Kerbavaz particularly welcomed volunteers from PG&E and Oracle - two corporations that have made a long-term commitment to the project, coming out year after year to help. In concluding remarks, she urged the volunteers to look around at the progress made over the years and "know you can make a difference and make things better in the world."
Kerbavaz introduced Joyce Pennell, president of the San Mateo Coast Natural History Association (SMCNHA), a nonprofit association that raises money to support 15 State Parks along the San Mateo coast, providing funds for educational, environmental, and volunteer programs. Pennell noted that SMCNHA has traditionally raised money through sales in park stores — like the one at Half Moon Bay State Beach — and donations, but today was launching a new membership program to increase the amount of support it could give to the parks. Everyone can help the local parks, whether by volunteering, purchasing in the park stores, or joining SMCNHA.
Volunteers were also welcomed by Cecille Caterson, from the California State Parks Foundation (CSPF), which has sponsored Earth Day events for 14 years. CSPF, with over 120,000 members, is the only statewide independent nonprofit dedicated to protecting and supporting the State Parks. Caterson remarked that in a period that has been challenging for the parks, "It is heartening to see so many people come out today to help."

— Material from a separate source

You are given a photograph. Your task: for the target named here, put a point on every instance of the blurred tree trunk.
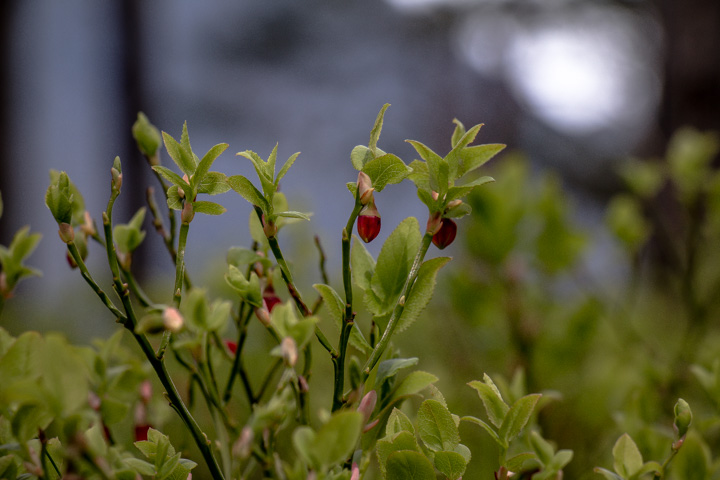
(692, 64)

Concluding remarks were offered by Hyun Park, senior vice president and general counsel for PG&E, who said that he had been coming to this Earth Day event for years, and that he was grateful to see so many people come out "to give back to the community and the environment and to live our values."
Ami Riley, who coordinated the entire event for State Parks, gave everyone instructions about where to go and what they would be doing. Some teams worked with tools to remove invasive plants from the fields behind the dunes, others on the sides of the dunes themselves or in landscape areas near the park entrance. Still others harvested beach strawberry runners and planted them in pots in the nursery.
In the end, the day was a great sucess. More statistics on what was accomplished will follow, but reports indicate that, among other things, almost 2,400 strawberries were planted in pots. In addition, everyone seemed to have a good time.
All this was made possible by State Parks staff, a large team of volunteers, and many others, including the California State Parks Foundation, PG&E, Home Depot, and Oracle. Refreshments for volunteers were provided by Peet’s Coffee, Honest Tea, Dannon Yogurt, Fresh Choice Restaurants, and The Fruit Guys.